Due to solve problem to "sustain" anode gold in the membrane for the shore electrolysis, and thanking again Palladium for the titanium wire and strip, i would like to show you what i tought, so you can tell me what you think about it too, hoping to get usual helps and ideas...

In order to deep gold as anode in membrane, i would like to clear out unfine part where u have to sold a silver or titanium wire to ingot, or alternatively, leaving a piece of it out of solution sustained by climb.

So i tought to use a plastic basket like this:

http://www.usplastic.com/catalog/variant.asp?catalog%5Fname=USPlastic&category%5Fname=21&product%5Fid=12782&variant%5Fid=84080

where i can put into titanium strip making a sort of titanium net.

Then i would like to use titaniun wire solded in one of the top part of strip to connect with the power supply (or to the climb!)

In this way, if it'll work, i can solve not only the "solding wire" one, but i think i can reasonabily clear part to make a solid ingot before dissolving in most times, because i can put directly solid gold in the basket.
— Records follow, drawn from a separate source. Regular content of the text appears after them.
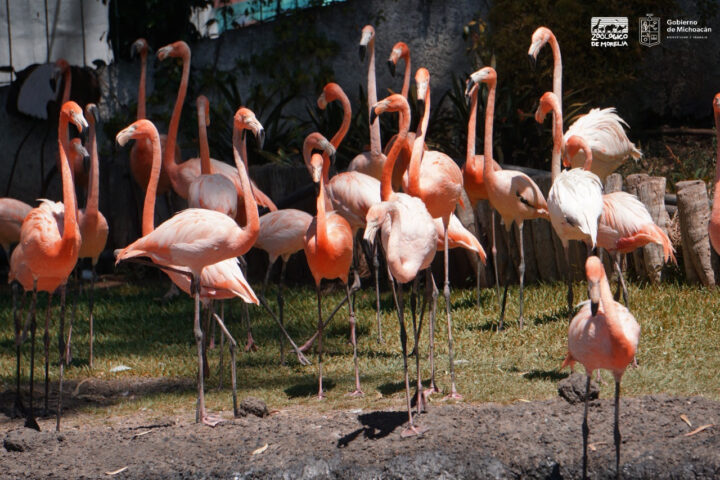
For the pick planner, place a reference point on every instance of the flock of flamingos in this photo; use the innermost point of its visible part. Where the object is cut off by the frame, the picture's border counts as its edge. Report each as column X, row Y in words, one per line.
column 406, row 193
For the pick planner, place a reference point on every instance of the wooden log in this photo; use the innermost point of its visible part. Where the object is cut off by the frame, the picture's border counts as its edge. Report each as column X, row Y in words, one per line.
column 694, row 214
column 651, row 193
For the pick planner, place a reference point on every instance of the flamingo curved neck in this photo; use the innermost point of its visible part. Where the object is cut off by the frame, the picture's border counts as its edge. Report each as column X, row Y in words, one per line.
column 169, row 152
column 141, row 86
column 386, row 190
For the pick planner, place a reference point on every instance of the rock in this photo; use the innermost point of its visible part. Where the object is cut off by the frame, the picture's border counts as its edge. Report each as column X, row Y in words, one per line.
column 253, row 406
column 572, row 388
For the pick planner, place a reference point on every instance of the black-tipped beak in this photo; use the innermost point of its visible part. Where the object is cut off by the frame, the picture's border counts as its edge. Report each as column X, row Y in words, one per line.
column 373, row 116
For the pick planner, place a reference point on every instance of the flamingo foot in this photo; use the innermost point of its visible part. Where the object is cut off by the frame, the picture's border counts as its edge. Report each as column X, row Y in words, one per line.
column 413, row 431
column 211, row 420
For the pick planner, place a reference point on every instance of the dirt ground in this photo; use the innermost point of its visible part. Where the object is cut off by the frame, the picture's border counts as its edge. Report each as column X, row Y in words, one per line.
column 522, row 440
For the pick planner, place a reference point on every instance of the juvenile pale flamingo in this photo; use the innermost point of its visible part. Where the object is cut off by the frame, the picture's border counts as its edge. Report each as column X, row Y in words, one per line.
column 49, row 245
column 513, row 194
column 370, row 163
column 182, row 175
column 197, row 238
column 714, row 225
column 328, row 247
column 210, row 190
column 575, row 198
column 603, row 334
column 409, row 239
column 352, row 193
column 93, row 225
column 472, row 170
column 141, row 152
column 601, row 128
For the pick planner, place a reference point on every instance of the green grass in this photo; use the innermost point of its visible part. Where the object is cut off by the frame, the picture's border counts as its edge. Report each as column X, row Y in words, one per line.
column 678, row 351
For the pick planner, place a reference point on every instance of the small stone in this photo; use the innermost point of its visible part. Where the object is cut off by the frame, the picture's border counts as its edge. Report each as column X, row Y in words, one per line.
column 572, row 388
column 253, row 406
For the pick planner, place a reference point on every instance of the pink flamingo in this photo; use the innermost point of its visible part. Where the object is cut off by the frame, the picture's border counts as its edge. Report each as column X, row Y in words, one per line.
column 49, row 245
column 328, row 246
column 575, row 198
column 437, row 180
column 141, row 152
column 625, row 223
column 352, row 193
column 603, row 334
column 370, row 163
column 714, row 225
column 93, row 225
column 513, row 194
column 197, row 238
column 408, row 236
column 182, row 175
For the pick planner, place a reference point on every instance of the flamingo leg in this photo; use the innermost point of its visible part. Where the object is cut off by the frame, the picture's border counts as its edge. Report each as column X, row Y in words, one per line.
column 91, row 301
column 521, row 270
column 61, row 345
column 454, row 395
column 233, row 367
column 321, row 395
column 358, row 391
column 30, row 421
column 585, row 429
column 46, row 341
column 616, row 432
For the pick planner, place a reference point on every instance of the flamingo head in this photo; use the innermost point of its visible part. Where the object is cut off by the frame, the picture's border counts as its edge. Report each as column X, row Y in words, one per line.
column 245, row 120
column 203, row 105
column 594, row 272
column 540, row 37
column 368, row 34
column 422, row 81
column 139, row 129
column 547, row 102
column 400, row 50
column 178, row 49
column 486, row 75
column 331, row 92
column 139, row 47
column 72, row 112
column 393, row 103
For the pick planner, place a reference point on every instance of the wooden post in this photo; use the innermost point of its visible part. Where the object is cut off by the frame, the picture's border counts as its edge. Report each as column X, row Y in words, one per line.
column 694, row 214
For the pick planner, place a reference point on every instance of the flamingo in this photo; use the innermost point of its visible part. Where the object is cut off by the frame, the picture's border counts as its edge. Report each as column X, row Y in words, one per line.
column 210, row 190
column 602, row 129
column 196, row 238
column 603, row 334
column 370, row 163
column 182, row 175
column 513, row 194
column 93, row 225
column 408, row 236
column 328, row 246
column 714, row 225
column 352, row 193
column 473, row 181
column 141, row 152
column 625, row 223
column 49, row 246
column 575, row 198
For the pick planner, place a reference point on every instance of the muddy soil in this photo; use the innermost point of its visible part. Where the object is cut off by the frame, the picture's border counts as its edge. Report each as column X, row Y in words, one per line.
column 522, row 440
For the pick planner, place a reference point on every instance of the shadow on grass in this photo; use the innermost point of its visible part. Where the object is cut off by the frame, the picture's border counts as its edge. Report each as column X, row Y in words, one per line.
column 376, row 425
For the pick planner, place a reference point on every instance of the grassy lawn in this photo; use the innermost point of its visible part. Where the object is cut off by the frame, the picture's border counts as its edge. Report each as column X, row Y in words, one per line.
column 678, row 351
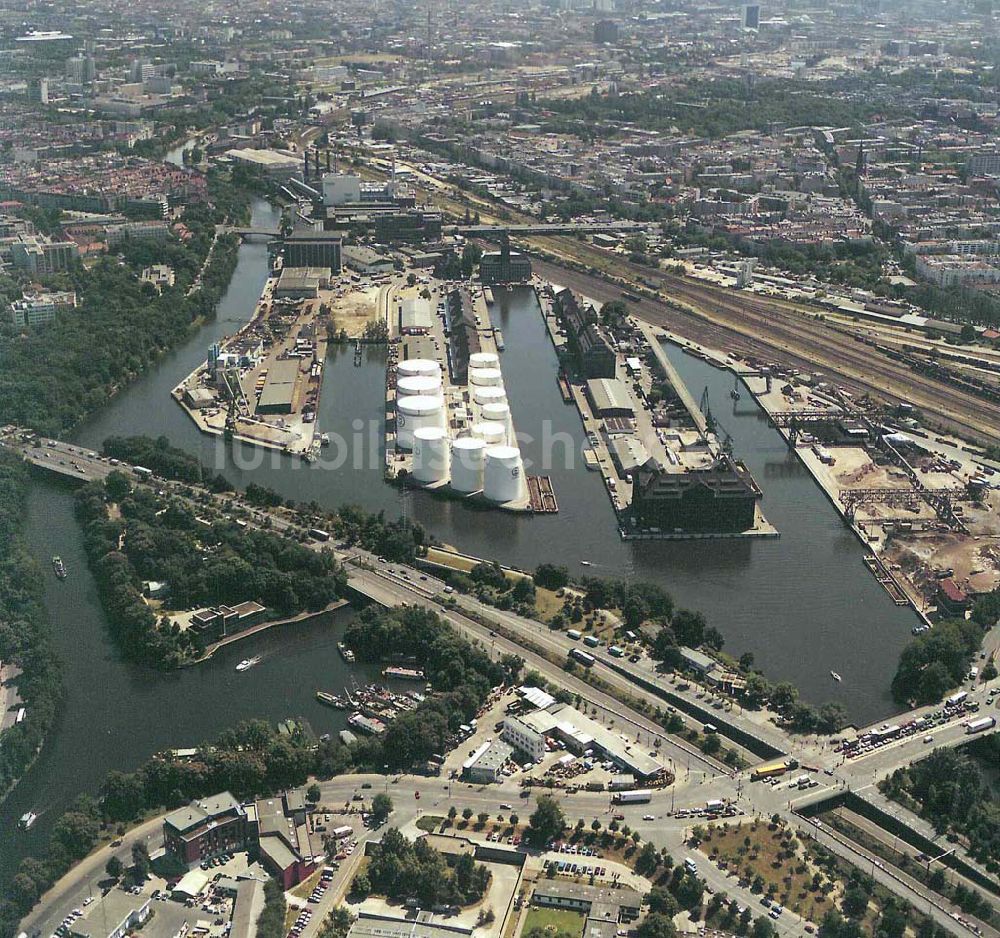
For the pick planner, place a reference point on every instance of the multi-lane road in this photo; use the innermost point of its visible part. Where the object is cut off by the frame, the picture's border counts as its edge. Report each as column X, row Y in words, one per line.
column 704, row 777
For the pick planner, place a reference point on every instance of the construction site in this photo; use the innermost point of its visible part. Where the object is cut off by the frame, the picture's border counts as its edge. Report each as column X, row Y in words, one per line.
column 921, row 502
column 668, row 472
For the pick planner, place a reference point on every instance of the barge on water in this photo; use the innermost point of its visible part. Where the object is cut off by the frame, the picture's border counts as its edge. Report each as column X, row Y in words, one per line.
column 404, row 674
column 369, row 725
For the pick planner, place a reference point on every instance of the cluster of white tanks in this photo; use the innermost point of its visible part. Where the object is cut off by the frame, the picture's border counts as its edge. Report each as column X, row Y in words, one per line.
column 419, row 400
column 484, row 461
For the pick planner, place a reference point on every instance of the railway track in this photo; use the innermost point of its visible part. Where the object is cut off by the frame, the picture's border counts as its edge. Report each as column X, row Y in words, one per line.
column 745, row 325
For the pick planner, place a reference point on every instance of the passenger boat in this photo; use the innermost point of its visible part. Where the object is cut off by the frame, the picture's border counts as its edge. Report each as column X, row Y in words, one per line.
column 404, row 674
column 370, row 725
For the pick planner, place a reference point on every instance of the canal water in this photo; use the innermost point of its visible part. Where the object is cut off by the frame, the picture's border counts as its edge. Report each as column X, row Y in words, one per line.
column 804, row 604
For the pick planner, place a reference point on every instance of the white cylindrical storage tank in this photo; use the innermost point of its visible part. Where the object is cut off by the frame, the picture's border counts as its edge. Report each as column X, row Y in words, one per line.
column 483, row 360
column 503, row 474
column 418, row 384
column 414, row 413
column 430, row 454
column 497, row 412
column 467, row 457
column 491, row 432
column 490, row 395
column 485, row 377
column 417, row 366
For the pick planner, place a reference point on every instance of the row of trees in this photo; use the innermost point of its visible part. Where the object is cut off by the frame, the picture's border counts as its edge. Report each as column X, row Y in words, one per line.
column 724, row 106
column 158, row 538
column 53, row 377
column 951, row 790
column 165, row 460
column 401, row 869
column 251, row 760
column 25, row 638
column 461, row 674
column 935, row 662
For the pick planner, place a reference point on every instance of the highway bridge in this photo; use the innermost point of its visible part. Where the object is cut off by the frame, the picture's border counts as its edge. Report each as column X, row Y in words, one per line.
column 62, row 459
column 249, row 233
column 543, row 650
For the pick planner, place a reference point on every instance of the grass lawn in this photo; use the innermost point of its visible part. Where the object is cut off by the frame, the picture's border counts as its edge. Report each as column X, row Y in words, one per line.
column 554, row 921
column 456, row 561
column 547, row 604
column 759, row 853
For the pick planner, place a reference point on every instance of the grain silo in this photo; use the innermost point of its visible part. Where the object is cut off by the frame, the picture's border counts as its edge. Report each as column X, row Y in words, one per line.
column 485, row 377
column 503, row 474
column 414, row 413
column 467, row 457
column 430, row 454
column 417, row 366
column 418, row 384
column 490, row 432
column 483, row 360
column 490, row 395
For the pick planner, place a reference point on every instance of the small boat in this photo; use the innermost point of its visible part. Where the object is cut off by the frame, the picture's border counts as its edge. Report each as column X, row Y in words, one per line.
column 403, row 674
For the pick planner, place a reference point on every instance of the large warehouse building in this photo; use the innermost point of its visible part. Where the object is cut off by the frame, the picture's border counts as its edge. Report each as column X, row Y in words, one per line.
column 278, row 394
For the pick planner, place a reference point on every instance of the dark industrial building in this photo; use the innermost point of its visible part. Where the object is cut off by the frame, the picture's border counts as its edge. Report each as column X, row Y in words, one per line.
column 307, row 247
column 606, row 32
column 719, row 499
column 205, row 829
column 504, row 266
column 407, row 227
column 592, row 349
column 278, row 394
column 273, row 830
column 463, row 332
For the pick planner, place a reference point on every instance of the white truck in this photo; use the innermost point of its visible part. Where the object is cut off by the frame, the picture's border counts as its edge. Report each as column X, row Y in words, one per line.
column 639, row 796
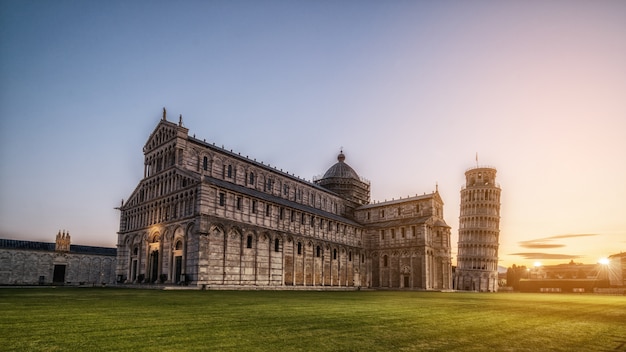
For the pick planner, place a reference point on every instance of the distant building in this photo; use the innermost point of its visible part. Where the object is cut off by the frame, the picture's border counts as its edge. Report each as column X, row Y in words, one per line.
column 59, row 263
column 617, row 270
column 479, row 232
column 571, row 277
column 209, row 217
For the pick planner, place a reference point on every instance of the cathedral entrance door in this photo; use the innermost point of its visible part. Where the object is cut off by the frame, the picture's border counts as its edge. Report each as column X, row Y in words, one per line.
column 154, row 266
column 59, row 274
column 178, row 262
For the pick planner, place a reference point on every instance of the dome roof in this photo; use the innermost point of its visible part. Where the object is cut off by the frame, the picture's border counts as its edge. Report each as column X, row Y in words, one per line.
column 341, row 169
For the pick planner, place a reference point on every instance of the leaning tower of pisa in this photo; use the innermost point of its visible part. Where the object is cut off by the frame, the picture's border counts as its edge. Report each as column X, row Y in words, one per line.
column 479, row 230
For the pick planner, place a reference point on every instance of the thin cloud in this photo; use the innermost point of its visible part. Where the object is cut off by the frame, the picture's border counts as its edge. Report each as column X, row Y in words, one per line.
column 545, row 256
column 542, row 243
column 529, row 244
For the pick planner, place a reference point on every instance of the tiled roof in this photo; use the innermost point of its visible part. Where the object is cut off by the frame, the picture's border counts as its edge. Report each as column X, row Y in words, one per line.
column 277, row 200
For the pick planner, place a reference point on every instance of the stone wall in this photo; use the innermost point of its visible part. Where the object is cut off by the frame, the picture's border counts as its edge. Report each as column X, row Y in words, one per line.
column 28, row 267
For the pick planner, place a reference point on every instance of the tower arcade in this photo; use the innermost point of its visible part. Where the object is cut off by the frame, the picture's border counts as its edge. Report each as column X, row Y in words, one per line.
column 479, row 230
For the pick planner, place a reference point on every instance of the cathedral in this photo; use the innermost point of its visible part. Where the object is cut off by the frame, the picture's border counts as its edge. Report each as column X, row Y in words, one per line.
column 208, row 217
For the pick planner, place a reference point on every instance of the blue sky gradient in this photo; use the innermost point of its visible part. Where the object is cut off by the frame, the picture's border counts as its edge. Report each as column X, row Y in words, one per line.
column 411, row 90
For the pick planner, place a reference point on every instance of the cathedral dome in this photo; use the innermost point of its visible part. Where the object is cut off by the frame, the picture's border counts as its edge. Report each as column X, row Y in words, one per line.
column 341, row 169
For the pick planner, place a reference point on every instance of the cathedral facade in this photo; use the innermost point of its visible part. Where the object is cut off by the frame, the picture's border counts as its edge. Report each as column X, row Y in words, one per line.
column 208, row 217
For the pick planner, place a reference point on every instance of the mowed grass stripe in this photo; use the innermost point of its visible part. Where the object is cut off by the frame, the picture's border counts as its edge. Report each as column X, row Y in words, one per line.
column 71, row 319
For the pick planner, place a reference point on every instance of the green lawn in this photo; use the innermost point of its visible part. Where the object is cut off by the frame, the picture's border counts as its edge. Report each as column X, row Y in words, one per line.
column 92, row 319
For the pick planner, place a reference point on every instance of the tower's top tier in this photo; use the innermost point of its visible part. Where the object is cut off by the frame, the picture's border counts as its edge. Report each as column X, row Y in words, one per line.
column 480, row 176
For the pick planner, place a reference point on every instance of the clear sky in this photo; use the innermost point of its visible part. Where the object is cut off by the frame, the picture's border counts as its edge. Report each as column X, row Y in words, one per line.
column 411, row 90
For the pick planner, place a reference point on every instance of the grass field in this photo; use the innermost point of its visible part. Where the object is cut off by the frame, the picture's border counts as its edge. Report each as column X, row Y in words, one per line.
column 92, row 319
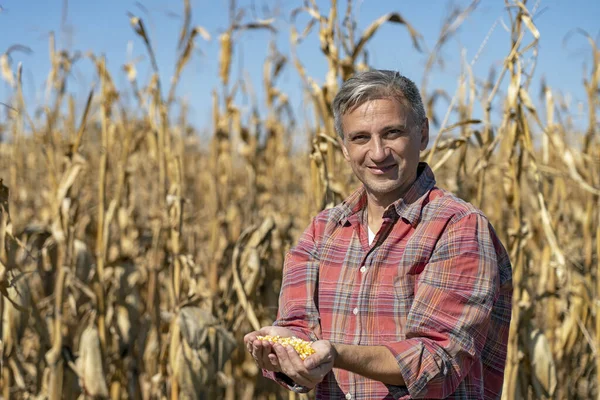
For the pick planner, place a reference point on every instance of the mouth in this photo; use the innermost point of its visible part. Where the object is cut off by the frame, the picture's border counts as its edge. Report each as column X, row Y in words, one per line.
column 382, row 169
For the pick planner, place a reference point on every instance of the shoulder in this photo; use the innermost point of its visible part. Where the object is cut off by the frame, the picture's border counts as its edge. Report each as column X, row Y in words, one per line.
column 446, row 206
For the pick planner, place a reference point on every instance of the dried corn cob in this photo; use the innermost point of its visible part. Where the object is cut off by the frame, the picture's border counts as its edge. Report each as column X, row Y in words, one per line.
column 302, row 347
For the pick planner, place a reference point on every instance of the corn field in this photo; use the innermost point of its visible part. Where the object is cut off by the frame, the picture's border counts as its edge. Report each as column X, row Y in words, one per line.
column 134, row 255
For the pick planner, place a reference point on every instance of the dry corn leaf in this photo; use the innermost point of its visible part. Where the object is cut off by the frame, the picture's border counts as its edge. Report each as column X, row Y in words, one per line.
column 90, row 364
column 542, row 363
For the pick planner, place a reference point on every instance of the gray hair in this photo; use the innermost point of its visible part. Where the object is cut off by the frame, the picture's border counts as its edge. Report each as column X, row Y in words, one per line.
column 372, row 85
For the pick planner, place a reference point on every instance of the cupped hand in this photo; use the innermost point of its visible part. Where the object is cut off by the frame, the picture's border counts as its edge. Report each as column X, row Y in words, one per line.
column 262, row 350
column 313, row 369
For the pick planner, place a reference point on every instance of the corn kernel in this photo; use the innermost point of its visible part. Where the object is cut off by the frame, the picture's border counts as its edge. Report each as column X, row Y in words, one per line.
column 302, row 347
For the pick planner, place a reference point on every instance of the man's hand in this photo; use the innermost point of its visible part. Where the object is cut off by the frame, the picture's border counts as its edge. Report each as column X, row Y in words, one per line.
column 313, row 369
column 262, row 350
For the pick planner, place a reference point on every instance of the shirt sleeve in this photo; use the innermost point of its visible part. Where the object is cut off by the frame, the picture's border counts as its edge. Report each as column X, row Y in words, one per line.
column 297, row 310
column 451, row 313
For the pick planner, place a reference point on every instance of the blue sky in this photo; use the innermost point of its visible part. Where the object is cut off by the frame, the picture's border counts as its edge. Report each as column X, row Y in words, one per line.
column 103, row 27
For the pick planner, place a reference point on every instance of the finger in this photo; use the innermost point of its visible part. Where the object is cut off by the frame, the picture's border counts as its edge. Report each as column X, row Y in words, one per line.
column 293, row 367
column 257, row 353
column 266, row 351
column 274, row 362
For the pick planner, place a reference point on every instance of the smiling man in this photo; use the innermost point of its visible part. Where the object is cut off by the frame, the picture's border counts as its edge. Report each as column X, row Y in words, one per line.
column 404, row 289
Part will touch with titanium and part will touch with other solid gold...

Do you think will it works ?
Any suggest about it ?

Thanx.


----------



## OMG (May 12, 2008)

I bet it would work for a while until contaminates in the gold item built up on its surface and disrupted the contact between the titanium and the gold. I'm not sure whether chlorine coming off the titanium would help or hinder the process.

I have some titanium on order and I will try what you are suggesting too.
I'm sure the gold will be the most conductive thing, so the electricity will prefer to go through it.

From my own experiments, I've noticed that the current in electrolysis takes the path of least resistance, and will for example emit more hydrogen from part of the cathode that is closest to the anode.


----------



## ALPHABiT (Jun 8, 2008)

Well...
Test is done.
I made a good and workable membrane chest, but no way to work with titanium.
Strips unfoil during electolisys just like gold.
Used 12V 6A to test.
I'm going to upload some photos.


----------



## ALPHABiT (Jun 9, 2008)

This is titanium strips bed i made to put gold to electrolyze.
Please look at holes at the bottom, and note the "cut" line to the outcoming piece.

This is happened after 2 minutes of 6A 12V only.


----------



## ALPHABiT (Jun 9, 2008)

This is membrane i made with plastic basket and item got from Palladium.
It seems it works great.


----------



## OMG (Jun 9, 2008)

I used some titanium in my cell, and it degraded pretty much as quick as anything else. I think its dissolving off as Ti02 powder. The titanium anodes that are used in chlor-alkali plants have some kind of coating on them. Ruthenium oxide or something. They are called DSAs dimensionally stable anodes.
I will see how hard it is to get some of these anodes.


----------